W. Va. Code R. § 64-54-13

Current through Register Vol. XLI, No. 36, September 6, 2024
Section 64-54-13 - Inpatient Physical Facilities, Equipment, and Related Items
13.1. The provisions of this section apply to all hospice inpatient facilities. An inpatient facility licensed prior to the effective date of this rule shall be maintained in accordance with applicable standards of practice as referenced in "Sections 8 and 13" in the 2001 edition of The Guidelines for Design and Construction of Hospital and Health Care Facilities as recognized by the American Institute of Architects Academy of Architecture for Health.
13.2. The following documents shall be adopted as construction, equipment, physical facility, and related procedural standards for all inpatient facilities, new construction and any additions, alterations, renovations, or conversions of existing buildings:
13.2.a. "Section 4.2: of the 2006 edition of The Guidelines for Design and Construction of Hospital and Health Care Facilities as recognized by the American Institute of Architects Academy of Architecture for Health with assistance from the United States Department of Health and Human Resources shall be used as planning standards;
13.2.b. The State Building Code, which is the 2003 Edition of the International Building Code as adopted by the State Fire Commission, State Building Code, 87CSR4;
13.2.c. Provisions applicable to nursing homes, electrical standards, medical gas standards and patient care equipment standards and health care emergency management standards as defined in the applicable subsections in the 2005 Edition of NFPA 99, Standard for Health Care Facilities;
13.2.d. The guidelines set forth in the Americans With Disabilities Act, 28 CFR Part 36; and
13.2.e. The current State Fire Code as adopted by the State Fire Commission, State Fire Code, 87CSR1.
13.3. An inpatient facility shall comply with applicable rules of the West Virginia State Fire Commission.
13.4. An inpatient facility shall ensure that patient rooms are designed and equipped for nursing care, as well as the dignity, comfort, and privacy of patients.
13.4.a. Maximum room occupancy is one (1) patient unless justified by the hospice. In no case shall a patient room exceed two (2) occupants.
13.4.b. All patient rooms shall provide a minimum of one hundred and twenty (120) square feet of clear floor space per patient excluding toilet room space. Each patient room shall have a private toilet and bathing space.

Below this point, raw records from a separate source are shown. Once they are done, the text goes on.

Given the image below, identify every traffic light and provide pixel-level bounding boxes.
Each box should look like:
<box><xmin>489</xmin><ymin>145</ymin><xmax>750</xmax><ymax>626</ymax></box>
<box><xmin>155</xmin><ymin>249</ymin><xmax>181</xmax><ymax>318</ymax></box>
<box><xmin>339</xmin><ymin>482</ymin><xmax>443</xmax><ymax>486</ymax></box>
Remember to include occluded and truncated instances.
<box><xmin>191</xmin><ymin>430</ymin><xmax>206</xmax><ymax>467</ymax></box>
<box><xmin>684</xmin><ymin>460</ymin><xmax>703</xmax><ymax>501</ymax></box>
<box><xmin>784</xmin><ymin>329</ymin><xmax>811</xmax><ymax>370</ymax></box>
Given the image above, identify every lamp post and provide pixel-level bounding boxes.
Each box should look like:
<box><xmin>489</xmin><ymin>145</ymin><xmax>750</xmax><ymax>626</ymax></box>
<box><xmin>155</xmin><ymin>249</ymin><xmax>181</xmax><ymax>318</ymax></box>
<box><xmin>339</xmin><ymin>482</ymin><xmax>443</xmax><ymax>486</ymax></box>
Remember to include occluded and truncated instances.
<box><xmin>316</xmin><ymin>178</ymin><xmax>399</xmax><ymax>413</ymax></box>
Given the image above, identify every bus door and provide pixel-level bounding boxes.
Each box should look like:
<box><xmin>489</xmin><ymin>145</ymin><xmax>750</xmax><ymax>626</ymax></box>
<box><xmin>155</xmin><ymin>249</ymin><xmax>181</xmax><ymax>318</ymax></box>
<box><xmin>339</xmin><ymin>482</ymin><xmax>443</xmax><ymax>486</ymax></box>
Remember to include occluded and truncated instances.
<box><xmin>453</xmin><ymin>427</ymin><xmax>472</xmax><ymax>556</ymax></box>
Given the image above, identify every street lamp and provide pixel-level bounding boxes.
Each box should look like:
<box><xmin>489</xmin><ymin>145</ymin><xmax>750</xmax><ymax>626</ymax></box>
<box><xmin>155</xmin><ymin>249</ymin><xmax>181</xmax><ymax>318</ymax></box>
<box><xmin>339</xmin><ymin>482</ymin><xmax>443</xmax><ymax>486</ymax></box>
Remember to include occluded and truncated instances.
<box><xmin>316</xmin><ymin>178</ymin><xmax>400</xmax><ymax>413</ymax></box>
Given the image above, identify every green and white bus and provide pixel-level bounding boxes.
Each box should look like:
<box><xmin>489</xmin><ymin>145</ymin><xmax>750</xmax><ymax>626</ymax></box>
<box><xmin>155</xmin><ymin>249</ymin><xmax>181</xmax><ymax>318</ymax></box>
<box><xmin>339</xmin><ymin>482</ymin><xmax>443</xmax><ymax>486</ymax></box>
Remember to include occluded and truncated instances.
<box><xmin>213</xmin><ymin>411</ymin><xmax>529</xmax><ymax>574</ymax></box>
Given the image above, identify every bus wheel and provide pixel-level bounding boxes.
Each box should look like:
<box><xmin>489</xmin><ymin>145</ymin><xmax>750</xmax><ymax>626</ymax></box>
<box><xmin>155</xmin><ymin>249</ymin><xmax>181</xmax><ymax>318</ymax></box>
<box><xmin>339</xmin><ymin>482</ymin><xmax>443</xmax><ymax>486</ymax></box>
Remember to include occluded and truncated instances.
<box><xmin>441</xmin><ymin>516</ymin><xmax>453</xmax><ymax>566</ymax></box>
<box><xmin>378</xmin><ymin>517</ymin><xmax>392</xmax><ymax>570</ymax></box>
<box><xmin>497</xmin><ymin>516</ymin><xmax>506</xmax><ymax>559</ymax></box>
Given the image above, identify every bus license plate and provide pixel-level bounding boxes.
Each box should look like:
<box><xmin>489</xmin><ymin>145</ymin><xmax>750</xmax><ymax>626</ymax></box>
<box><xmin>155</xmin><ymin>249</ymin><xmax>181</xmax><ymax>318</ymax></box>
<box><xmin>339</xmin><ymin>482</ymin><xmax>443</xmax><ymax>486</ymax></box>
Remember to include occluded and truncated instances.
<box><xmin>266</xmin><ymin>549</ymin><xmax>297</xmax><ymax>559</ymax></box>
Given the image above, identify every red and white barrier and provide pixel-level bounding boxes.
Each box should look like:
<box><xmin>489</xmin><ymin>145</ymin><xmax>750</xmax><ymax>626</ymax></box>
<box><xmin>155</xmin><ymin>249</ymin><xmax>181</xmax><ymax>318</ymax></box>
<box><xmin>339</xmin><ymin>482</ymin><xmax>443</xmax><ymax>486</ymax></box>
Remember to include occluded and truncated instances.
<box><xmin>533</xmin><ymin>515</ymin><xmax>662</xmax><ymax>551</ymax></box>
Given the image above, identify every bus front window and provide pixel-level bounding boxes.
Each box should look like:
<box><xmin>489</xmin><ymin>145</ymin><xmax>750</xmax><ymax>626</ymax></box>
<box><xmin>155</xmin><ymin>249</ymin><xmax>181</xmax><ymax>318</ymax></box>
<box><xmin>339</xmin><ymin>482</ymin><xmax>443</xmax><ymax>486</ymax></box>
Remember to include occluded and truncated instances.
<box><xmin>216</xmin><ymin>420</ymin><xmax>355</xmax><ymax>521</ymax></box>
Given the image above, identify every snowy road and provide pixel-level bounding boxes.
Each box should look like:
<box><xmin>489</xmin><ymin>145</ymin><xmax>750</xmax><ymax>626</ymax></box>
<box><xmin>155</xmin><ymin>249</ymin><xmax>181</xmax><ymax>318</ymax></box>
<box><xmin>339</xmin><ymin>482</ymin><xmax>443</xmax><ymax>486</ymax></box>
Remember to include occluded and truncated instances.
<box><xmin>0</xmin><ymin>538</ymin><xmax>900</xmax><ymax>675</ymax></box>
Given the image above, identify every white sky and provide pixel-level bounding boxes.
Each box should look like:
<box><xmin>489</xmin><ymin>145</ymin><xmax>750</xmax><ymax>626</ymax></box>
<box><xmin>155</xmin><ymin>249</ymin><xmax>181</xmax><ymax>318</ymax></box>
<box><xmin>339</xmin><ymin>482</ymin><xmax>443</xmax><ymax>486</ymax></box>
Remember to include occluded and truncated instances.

13.4.c. A minimum of fifty (50) percent of the patient rooms shall meet the guidelines set forth in the Americans With Disabilities Act, 28 CFR Part 36.
13.5. The interior and exterior of the inpatient facility shall be maintained to provide a clean, safe, sanitary environment free of hazards for patients, staff, and visitors.
13.6. An inpatient facility shall have an emergency operations plan in effect for managing the consequences of power failures, natural disasters, and other emergencies that would affect a hospice's ability to provide care or interrupt normal operations.
13.6.a. All staff shall be familiar with the written emergency operations plan developed in accordance with the standards identified in NFPA 99.
13.6.b. New employees shall be trained in emergency operations upon hire and annually thereafter in accordance with the requirements identified in NFPA 99.
13.6.c. The administrator shall review the emergency operations plan on an annual basis, which shall be verified by his or her signature and the date.
13.6.d. There shall be at least one (1) rehearsal of the emergency operations plan on a semiannual basis.
13.7. An inpatient facility shall develop procedures for managing the control, reliability, and quality of the physical facility. This shall include the light, temperature, humidity, ventilation and air exchanges, and air quality throughout the hospice.
13.8. An inpatient facility shall have adequate drainage, electricity, telephone, sanitation, water, and other necessary facilities available on or near the site.
13.9. An inpatient facility shall meet local building codes and zoning restrictions. Where local codes or regulations permit lower standards than required by this rule, the standards contained in this rule take precedence.
13.10. Site conditions shall comply with the relevant sections of the 2006 Edition of The Guidelines for Design and Construction of Hospital and Healthcare Facilities as recognized by the American Institute of Architects Academy of Architecture for Health.
13.11. An inpatient facility shall request, in writing, an inspection of a proposed inpatient facility site and obtain approval for construction from the Director before beginning construction.
13.12. For new construction, renovations and alterations, an inpatient facility shall submit to the Director for review and approval, complete construction drawings and specifications for the inpatient facility construction project which alters a floor plan, impacts life safety or requires approval under W. Va. Code § 16-2D-1, prior to beginning work on the project. An architect or engineer registered to practice in West Virginia shall prepare and sign and seal the drawings and specifications including architectural, life safety, structural, mechanical, and electrical drawings and specifications.
13.12.a. Each new inpatient facility constructed after the effective date of this rule shall provide a private room for family members to place telephone calls.
13.12.b. Prior to starting any renovations, an inpatient facility shall complete an infection control and safety risk assessment and shall develop a plan to control exposure of patients, employees and the public. This plan shall be implemented prior to and during construction phases.